One day, the son of a tycoon criticised Hong Kong's most prominent political pollster in front of national leaders for conducting "unpatriotic" surveys. The next day, two leading government figures came out and defended the pollster, Dr Robert Chung Ting-yiu, saying his surveys at the University of Hong Kong were fair and useful. It's not clear why Peter Lee Ka-kit, a delegate to the Chinese People's Political Consultative Conference, decided to launch his attack last week during a meeting attended by Zhang Dejiang , one of seven members of the Politburo Standing Committee and chairman of the National People's Congress.
The vice-chairman of billionaire Lee Shau-kee's property empire Henderson Land Development, the younger Lee said the HKU's public opinion programme - of which Chung was the director - published poll results that were "unpatriotic" and "unfavourable to the central and local governments at critical moments".
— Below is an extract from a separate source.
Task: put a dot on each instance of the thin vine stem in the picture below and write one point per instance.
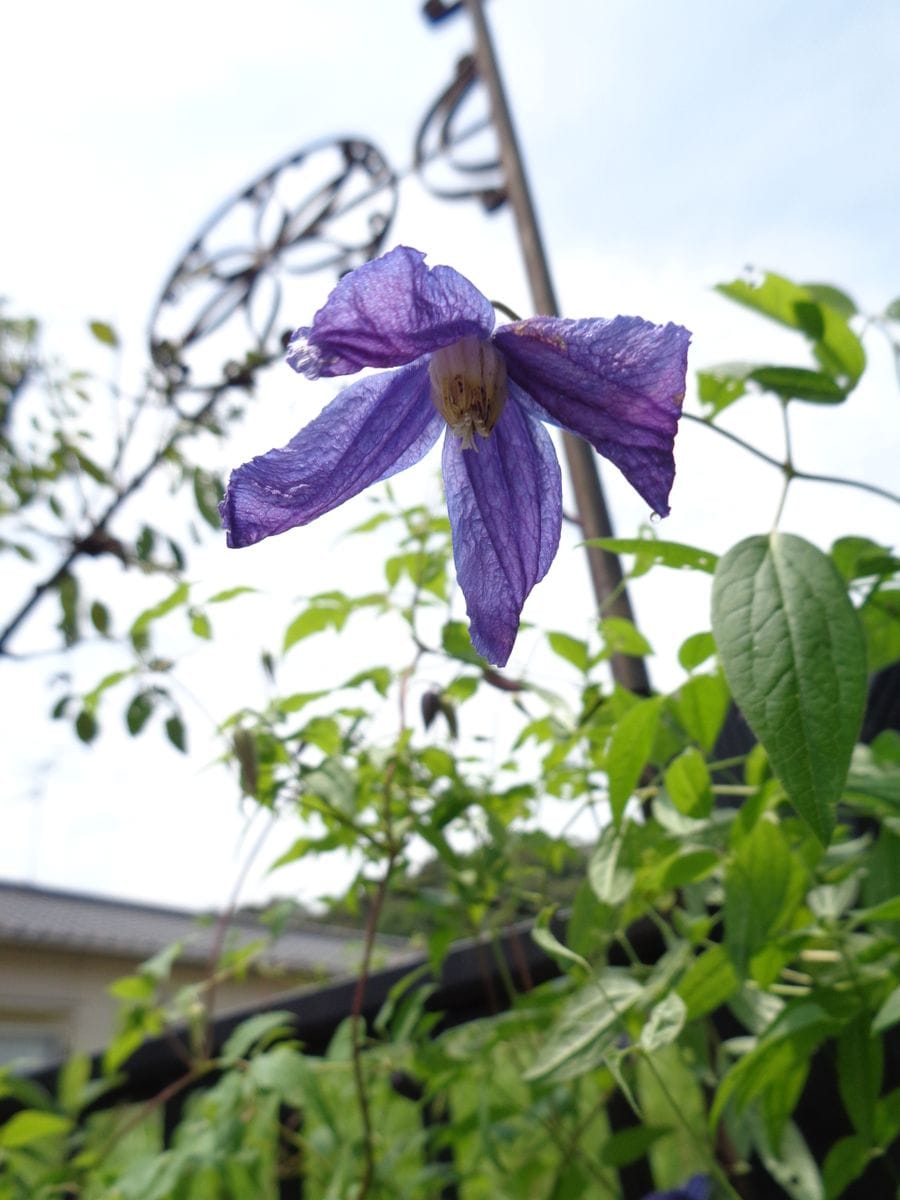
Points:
(810, 477)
It's clear the government never liked Chung's work because it often shows the unpopularity of the chief executive and policy officials. Back in 2000, the then Tung Chee-hwa administration had a political scandal on its hands after revelations that pressure was put on Chung to discontinue his polls. Realising the sensitivity of Lee's attack, Chief Secretary Carrie Lam Cheng Yuet-ngor and Executive Council member Fanny Law Fan Chiu-fun praised Chung's work instead. That was a quick exercise in damage control.
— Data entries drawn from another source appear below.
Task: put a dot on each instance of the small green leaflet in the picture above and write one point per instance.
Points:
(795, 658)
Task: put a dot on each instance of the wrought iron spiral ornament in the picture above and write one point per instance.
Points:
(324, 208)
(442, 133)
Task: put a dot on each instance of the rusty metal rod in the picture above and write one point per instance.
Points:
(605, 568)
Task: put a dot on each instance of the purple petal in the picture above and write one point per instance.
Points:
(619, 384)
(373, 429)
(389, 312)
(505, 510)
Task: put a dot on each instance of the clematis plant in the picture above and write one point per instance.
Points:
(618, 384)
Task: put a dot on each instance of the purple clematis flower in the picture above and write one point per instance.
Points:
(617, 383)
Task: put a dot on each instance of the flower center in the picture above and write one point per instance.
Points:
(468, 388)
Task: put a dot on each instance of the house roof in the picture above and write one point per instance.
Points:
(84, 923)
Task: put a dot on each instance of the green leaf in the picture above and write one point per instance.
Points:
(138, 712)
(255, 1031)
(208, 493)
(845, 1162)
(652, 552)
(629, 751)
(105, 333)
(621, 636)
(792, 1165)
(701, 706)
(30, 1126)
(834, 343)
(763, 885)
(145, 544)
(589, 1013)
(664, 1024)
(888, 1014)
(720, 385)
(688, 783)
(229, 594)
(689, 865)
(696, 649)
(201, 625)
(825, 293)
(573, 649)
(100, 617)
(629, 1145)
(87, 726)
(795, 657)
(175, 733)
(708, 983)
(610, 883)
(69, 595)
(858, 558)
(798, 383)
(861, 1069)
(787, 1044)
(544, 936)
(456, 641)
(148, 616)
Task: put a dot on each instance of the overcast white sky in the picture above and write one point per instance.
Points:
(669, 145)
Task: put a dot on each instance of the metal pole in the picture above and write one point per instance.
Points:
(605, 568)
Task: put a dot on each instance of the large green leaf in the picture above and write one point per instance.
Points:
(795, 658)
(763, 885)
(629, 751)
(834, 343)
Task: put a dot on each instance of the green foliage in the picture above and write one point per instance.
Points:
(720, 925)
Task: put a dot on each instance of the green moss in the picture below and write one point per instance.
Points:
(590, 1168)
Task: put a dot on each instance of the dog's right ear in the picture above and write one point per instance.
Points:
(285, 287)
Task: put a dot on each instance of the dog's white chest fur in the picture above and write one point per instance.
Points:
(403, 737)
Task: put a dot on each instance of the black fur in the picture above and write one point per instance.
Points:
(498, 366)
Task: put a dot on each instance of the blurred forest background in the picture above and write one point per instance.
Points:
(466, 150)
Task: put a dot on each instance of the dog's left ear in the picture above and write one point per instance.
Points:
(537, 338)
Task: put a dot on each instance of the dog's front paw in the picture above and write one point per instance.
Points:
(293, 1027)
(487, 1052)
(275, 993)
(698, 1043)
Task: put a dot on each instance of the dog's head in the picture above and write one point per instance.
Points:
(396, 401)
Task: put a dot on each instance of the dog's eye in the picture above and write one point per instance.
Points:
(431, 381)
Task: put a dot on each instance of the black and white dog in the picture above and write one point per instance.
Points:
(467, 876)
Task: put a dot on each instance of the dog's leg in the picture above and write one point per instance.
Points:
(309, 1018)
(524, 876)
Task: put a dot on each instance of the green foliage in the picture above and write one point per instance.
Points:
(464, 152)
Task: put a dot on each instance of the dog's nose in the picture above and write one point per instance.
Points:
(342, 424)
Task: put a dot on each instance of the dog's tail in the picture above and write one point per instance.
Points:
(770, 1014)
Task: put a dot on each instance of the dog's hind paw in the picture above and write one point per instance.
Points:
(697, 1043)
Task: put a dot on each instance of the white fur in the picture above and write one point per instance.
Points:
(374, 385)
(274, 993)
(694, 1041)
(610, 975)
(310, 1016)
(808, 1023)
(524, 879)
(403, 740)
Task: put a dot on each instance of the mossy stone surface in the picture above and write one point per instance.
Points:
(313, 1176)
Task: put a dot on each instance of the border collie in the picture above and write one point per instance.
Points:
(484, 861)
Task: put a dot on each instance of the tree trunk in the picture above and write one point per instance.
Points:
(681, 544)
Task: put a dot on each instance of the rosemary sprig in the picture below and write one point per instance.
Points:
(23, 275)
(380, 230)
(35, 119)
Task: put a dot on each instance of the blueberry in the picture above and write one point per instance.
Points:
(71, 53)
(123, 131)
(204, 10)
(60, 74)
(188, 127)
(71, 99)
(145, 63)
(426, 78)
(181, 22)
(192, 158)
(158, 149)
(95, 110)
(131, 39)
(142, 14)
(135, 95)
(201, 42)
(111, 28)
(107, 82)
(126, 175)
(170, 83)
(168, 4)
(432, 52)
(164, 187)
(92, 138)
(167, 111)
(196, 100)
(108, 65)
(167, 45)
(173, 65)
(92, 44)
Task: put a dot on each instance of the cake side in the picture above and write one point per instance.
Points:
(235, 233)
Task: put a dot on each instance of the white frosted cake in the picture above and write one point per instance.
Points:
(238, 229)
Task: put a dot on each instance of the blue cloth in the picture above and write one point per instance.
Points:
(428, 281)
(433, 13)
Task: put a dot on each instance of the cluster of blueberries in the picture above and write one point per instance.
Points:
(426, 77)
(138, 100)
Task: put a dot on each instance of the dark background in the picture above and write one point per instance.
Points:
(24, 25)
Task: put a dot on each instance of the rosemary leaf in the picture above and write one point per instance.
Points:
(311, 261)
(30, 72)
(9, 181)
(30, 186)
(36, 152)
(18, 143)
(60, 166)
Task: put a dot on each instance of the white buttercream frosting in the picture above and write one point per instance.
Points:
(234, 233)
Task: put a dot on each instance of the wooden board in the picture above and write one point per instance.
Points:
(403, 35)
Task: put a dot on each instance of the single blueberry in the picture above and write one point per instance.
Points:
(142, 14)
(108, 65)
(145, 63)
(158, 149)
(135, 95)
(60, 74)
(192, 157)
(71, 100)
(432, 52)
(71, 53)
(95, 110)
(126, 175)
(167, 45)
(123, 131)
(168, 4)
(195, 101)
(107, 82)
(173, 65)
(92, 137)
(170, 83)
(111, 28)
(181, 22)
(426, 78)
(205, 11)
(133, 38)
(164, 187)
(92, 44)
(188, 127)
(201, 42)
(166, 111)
It's true that Chung's polls frequently focus on the chief executive and top ministers. But he also polls and exposes the unpopularity of political parties and lawmakers, including prominent pan-democrats. The problem is that there are so few full-time pollsters in Hong Kong, so the HKU polling centre inevitably gets all the media attention. It's really a question of professional standards rather than bias. What Hong Kong needs is more professional, not "patriotic", pollsters.